Zachary’s Shortform

Zachary25 Jun 2024 17:40 UTC

2 points

7 comments1 min readLW link

Zachary 25 Jun 2024 17:40 UTC
2 points
0
I have moderately strong evidence that OpenAI has pushed back GPT-5 to late 2025 (not naming source for confidentiality reasons). Conditional on this being true:
1. What do you think the most likely explanation is as to why it’s being delayed?
2. How would this affect your AI timelines?
3. What impact would you expect this news to have on AI relevant stocks?
- Vladimir_Nesov 25 Jun 2024 19:43 UTC
  6 points
  2
  Parent
  Since they said they are training the next frontier model now (which was on May 28), probably tests on an intermediate checkpoint indicate it’s not worthy of moniker “GPT-5” (which was hyped as a significant advance), and late 2025 is the plan for deployment of an even bigger model that’s scaled one step further than that.
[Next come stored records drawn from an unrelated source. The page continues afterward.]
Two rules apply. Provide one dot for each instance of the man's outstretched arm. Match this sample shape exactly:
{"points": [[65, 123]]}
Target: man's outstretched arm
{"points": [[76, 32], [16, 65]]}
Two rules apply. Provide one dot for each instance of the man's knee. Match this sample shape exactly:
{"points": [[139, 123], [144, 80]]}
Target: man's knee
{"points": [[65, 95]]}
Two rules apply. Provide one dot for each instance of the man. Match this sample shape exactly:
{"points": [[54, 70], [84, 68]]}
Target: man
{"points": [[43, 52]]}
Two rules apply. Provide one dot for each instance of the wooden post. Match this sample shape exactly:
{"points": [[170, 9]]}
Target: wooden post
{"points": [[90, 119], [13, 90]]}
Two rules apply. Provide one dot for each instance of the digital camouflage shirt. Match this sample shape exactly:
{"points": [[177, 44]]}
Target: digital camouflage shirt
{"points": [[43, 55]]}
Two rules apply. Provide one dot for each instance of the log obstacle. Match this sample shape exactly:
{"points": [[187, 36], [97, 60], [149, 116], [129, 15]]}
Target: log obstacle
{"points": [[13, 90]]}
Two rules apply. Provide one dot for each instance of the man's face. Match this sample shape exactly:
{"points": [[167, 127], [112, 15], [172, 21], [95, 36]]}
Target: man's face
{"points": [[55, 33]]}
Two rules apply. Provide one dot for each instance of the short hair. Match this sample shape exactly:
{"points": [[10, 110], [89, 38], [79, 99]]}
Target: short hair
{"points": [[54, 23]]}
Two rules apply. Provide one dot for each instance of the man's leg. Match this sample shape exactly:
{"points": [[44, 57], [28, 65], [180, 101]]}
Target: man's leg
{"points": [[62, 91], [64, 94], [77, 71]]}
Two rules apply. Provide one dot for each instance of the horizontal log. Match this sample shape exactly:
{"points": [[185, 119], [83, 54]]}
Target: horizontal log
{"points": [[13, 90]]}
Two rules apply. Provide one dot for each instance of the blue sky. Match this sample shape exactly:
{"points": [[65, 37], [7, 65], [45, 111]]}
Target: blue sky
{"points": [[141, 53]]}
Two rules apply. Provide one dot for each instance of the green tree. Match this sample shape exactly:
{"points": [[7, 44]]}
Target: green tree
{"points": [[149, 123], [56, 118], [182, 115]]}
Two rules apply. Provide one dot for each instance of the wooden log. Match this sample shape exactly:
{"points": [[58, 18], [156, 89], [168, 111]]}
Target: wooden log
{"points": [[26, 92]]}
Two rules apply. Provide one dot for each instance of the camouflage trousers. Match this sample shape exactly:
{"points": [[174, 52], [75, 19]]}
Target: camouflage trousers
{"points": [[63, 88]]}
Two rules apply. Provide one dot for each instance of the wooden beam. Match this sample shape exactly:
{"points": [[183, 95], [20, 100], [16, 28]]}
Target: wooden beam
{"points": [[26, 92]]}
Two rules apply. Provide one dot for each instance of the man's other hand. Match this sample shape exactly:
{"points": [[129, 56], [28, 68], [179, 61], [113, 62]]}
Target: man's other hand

So this is evidence that the late-2024/early-2025 deployment model finishing training now will be called something else like GPT-4.5. This also agrees with the recent iterative deployment buzz, a sudden GPT-5 worthy of the name would be discordant with it.
  
  (If the currently training model was turning out too strong instead, other labs would also be approaching similarly powerful models, in which case having plans to delay to a specific distant date but not further seems strange. If training was getting unstable late into the training run, it might be too early to call a specific delay by at least half a year relative to prior plans.)
  - niplav 25 Jun 2024 22:28 UTC
    2 points
    0
    Parent
    Could also be that the next model is just going to take a bunch of time to train & test & fine-tune, which with GPT-4 apready took 6 months+7 months. Given that this is a bigger and more advanced model they might just be Hofstadters Law-ing their deployment pipeline.
    
    Maybe they’re even planning for some more time for safety-testing? A man can hope.
    - Vladimir_Nesov 25 Jun 2024 22:58 UTC
      4 points
      0
      Parent
      These are considerations about prior plans, not change of plans caused by recent events (“pushed back GPT-5 to late 2025”). They don’t necessarily need much more compute than for other recent projects either, just ease up on massive overtraining to translate similar compute into more capability at greater inference cost, and then catch up on efficiency with “turbo” variants later.
- p.b. 25 Jun 2024 17:55 UTC
  2 points
  0
  Parent
  Mira Murati said publicly that “next gen models” will come out in 18 months, so your confidential source seems likely to be correct.
  - Zachary 25 Jun 2024 20:58 UTC
    4 points
    0
    Parent
    It’s very possible that Murati’s talk at Dartmouth was my source’s source, i.e. the embedded video around 13:30. She doesn’t say GPT-5 specifically but does sort of imply that by mentioning the jump from GPT-3 to GPT-4, then says “And then in the next couple of years we’re looking at PhD-level intelligence for specific tasks...Yeah, a year and a half let’s say”
- Decaeneus 26 Jun 2024 15:50 UTC
  1 point
  0
  Parent
  1. Things slow down when Ilya isn’t there to YOLO in the right direction in an otherwise very high-dimensional space.